Then, we just allocate the first half to base categories and the remaining half to novel ones.
We can do this because we are simulating a real world application, but keep in mind this will not happen out there!

In [4]:
def base_novel_categories(dataset):
    # set returns the unique set of all dataset classes
    all_classes = set(dataset._labels)
    # and let's count them
    num_classes = len(all_classes)

    # here list(range(num_classes)) returns a list from 0 to num_classes - 1
    # then we slice the list in half and generate base and novel category lists
    base_classes = list(range(num_classes))[:num_classes//2]
    novel_classes = list(range(num_classes))[num_classes//2:]
    return base_classes, novel_classes

## Inspect Classes
Let's now visualize which are the base and novel classes.
To do so, we first get a dummy test set (without augmentations) as we are just interested in the dataset labels. Then, we split it useing `base_novel_categories`.
Finally, we use the hard-coded CLASS_NAMES to print the class in natural language.

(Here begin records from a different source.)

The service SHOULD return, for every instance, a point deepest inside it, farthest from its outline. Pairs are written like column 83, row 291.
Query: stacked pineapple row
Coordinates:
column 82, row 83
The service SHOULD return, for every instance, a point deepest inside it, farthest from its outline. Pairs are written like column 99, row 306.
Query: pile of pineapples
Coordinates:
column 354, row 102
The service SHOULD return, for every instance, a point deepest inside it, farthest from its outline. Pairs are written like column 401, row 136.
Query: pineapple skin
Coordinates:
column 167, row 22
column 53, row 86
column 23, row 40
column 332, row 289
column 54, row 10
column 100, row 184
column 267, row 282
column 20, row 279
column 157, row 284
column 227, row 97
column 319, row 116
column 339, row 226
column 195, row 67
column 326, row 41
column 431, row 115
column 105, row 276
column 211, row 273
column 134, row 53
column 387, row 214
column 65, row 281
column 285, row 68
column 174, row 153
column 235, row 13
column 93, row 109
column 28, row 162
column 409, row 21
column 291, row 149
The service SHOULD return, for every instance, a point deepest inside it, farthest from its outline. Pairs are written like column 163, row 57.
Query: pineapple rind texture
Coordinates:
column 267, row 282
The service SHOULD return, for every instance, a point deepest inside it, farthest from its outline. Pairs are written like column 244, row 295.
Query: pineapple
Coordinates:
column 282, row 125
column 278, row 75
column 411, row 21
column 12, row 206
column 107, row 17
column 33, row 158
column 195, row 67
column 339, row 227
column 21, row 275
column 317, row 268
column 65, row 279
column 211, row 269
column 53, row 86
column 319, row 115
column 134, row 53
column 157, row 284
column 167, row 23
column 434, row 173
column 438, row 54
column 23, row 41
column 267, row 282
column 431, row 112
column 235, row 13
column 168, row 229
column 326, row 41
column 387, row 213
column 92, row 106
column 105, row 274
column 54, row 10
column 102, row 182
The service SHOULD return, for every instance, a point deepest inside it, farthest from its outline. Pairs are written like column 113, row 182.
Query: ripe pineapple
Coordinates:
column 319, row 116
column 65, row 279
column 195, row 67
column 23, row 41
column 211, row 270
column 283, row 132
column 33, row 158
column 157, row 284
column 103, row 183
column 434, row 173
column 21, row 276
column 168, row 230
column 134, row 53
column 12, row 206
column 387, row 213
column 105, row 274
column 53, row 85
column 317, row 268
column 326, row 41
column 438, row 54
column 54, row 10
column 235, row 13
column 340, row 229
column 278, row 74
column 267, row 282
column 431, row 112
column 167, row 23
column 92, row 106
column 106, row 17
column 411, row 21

> Note: the list of class names was only recently added to `torchvision.datasets.Flowers102`. To avoid useless errors that can occour to you, we decided to also provide such a list.

In [5]:
_, _, tmp_test = get_data()
base_classes, novel_classes = base_novel_categories(tmp_test)
CLASS_NAMES = ["pink primrose", "hard-leaved pocket orchid", "canterbury bells", "sweet pea", "english marigold", "tiger lily", "moon orchid", "bird of paradise", "monkshood", "globe thistle", "snapdragon", "colt's foot", "king protea", "spear thistle", "yellow iris", "globe-flower", "purple coneflower", "peruvian lily", "balloon flower", "giant white arum lily", "fire lily", "pincushion flower", "fritillary", "red ginger", "grape hyacinth", "corn poppy", "prince of wales feathers", "stemless gentian", "artichoke", "sweet william", "carnation", "garden phlox", "love in the mist", "mexican aster", "alpine sea holly", "ruby-lipped cattleya", "cape flower", "great masterwort", "siam tulip", "lenten rose", "barbeton daisy", "daffodil", "sword lily", "poinsettia", "bolero deep blue", "wallflower", "marigold", "buttercup", "oxeye daisy", "common dandelion", "petunia", "wild pansy", "primula", "sunflower", "pelargonium", "bishop of llandaff", "gaura", "geranium", "orange dahlia", "pink-yellow dahlia?", "cautleya spicata", "japanese anemone", "black-eyed susan", "silverbush", "californian poppy", "osteospermum", "spring crocus", "bearded iris", "windflower", "tree poppy", "gazania", "azalea", "water lily", "rose", "thorn apple", "morning glory", "passion flower", "lotus", "toad lily", "anthurium", "frangipani", "clematis", "hibiscus", "columbine", "desert-rose", "tree mallow", "magnolia", "cyclamen", "watercress", "canna lily", "hippeastrum", "bee balm", "ball moss", "foxglove", "bougainvillea", "camellia", "mallow", "mexican petunia", "bromelia", "blanket flower", "trumpet creeper", "blackberry lily"]
print("Base Class Names:", [(i, CLASS_NAMES[i]) for i in base_classes])
print("Novel Class Names:", [(i, CLASS_NAMES[i]) for i in novel_classes])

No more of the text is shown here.